Despite Sunak’s promise to deliver “integrity, decency and leadership” throughout his government, close ally and former Chancellor Nadim Zahawi has been sacked over a £5 million ‘settlement’ with the taxman. Home Secretary Suella Braverman continues her deliberately polarising Rwanda refugee plan, a policy slated by fellow Tory MP Sir Gary Streeter in an exclusive interview for Roar News. And lest we forget that ‘integrity and leadership’ did not get then-Chancellor Sunak out of a fixed-penalty notice for attending Downing Street parties during the pandemic.


PM Sunak is now sipping his poisoned chalice at last-chance saloon. But he has managed to dodge the bullet which finally finished Major: the leader of the opposition. Keir Starmer is a boring man. More insipid than inspiring, he has a politician’s brain trapped in a banker’s personality. On the one hand, he does not have the polarising effect of his forerunner Jeremy Corbyn. But on the other, he is not one to whip up the public into an indignant rage. Young, fresh-faced and energetic, Blair took the political scene by storm in 1995. Starmer, in stark contrast, is no firebrand. Our beleaguered, greying PM should remember this silver lining.

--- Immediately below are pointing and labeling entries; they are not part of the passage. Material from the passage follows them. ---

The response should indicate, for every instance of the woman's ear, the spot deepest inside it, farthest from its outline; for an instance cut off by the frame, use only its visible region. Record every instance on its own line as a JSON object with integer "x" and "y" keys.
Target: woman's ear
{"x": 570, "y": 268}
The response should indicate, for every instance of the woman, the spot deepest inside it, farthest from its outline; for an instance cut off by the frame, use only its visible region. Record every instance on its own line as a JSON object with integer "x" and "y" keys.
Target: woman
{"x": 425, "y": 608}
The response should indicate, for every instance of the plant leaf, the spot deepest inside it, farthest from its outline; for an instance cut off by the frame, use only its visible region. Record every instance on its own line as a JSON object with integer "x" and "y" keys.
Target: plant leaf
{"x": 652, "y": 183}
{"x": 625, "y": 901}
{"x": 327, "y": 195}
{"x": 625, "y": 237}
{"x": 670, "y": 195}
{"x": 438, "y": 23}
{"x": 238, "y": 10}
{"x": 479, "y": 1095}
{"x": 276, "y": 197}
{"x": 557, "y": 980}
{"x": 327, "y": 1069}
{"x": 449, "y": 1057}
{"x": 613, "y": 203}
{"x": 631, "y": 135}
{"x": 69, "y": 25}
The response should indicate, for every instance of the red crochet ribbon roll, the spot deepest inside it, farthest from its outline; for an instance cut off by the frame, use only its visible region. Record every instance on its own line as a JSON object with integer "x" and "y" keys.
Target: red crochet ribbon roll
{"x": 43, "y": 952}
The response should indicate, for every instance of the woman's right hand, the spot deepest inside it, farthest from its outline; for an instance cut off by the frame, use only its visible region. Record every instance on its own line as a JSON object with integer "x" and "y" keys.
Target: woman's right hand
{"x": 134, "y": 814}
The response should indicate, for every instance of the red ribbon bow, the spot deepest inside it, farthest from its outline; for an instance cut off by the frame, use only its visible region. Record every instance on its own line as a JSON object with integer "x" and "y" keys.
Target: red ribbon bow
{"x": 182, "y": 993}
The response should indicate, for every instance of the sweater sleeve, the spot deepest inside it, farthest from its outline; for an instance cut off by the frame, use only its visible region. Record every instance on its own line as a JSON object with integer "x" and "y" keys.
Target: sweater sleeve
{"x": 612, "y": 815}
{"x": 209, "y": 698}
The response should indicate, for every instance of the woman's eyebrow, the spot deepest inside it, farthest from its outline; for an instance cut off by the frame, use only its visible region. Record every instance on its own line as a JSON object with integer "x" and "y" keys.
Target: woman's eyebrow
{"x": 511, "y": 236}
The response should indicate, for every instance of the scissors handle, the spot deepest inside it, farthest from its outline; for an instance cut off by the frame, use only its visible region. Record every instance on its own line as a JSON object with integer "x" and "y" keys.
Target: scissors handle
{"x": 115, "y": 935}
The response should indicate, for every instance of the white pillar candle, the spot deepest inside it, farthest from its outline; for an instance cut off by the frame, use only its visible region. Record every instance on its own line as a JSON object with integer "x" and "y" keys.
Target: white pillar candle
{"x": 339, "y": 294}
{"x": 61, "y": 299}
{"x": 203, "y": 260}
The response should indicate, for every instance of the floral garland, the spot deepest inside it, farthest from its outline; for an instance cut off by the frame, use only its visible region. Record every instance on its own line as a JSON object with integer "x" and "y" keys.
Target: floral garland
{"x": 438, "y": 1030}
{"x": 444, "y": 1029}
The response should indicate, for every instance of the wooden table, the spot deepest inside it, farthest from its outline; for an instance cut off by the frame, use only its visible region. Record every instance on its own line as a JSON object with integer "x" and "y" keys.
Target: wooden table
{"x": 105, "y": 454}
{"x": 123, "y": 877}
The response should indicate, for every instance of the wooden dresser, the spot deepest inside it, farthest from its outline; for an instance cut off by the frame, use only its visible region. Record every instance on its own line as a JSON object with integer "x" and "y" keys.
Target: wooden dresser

While Blair enjoyed popularity ratings of +22%, Starmer now sits at -6%. Academics still disagree if Labour would have won in 1997 if not for his personal influence and appeal – and they certainly would not have won so decisively. Correspondingly, Labour’s loss in 1992 was largely attributed to then-leader Neil Kinnock’s unpopularity with the public, just as 2019 was a by-product of Corbyn’s disastrous personal appeal.

The gap between the parties is large, but not unassailable. If a substantial slice of luck falls his way, Sunak may avoid further scandal and watch the Labour party suffer in his place. If people forget – as they so often do – the repeated political disasters of recent times, the upcoming election will not be so clear-cut. If Labour are beset by scandal and intrigue, the press will smell blood and present the opposition as deceitful hypocrites.


While Starmer is still the runaway favorite, don’t bet the house on it quite yet.

Sunak’s best plan is to weather the next two years and cross his fingers. The next general election will be a Russian roulette for the Tories – except with five of the six chambers loaded. But hope remains. If they do miraculously manage to find the blank, it’s unlikely that the opposition leader has the ammunition to finish them. As in 1992, it’s not beyond the Labour party to snatch defeat from the jaws of victory. Mr. Sunak can still hope for a Major stroke of luck.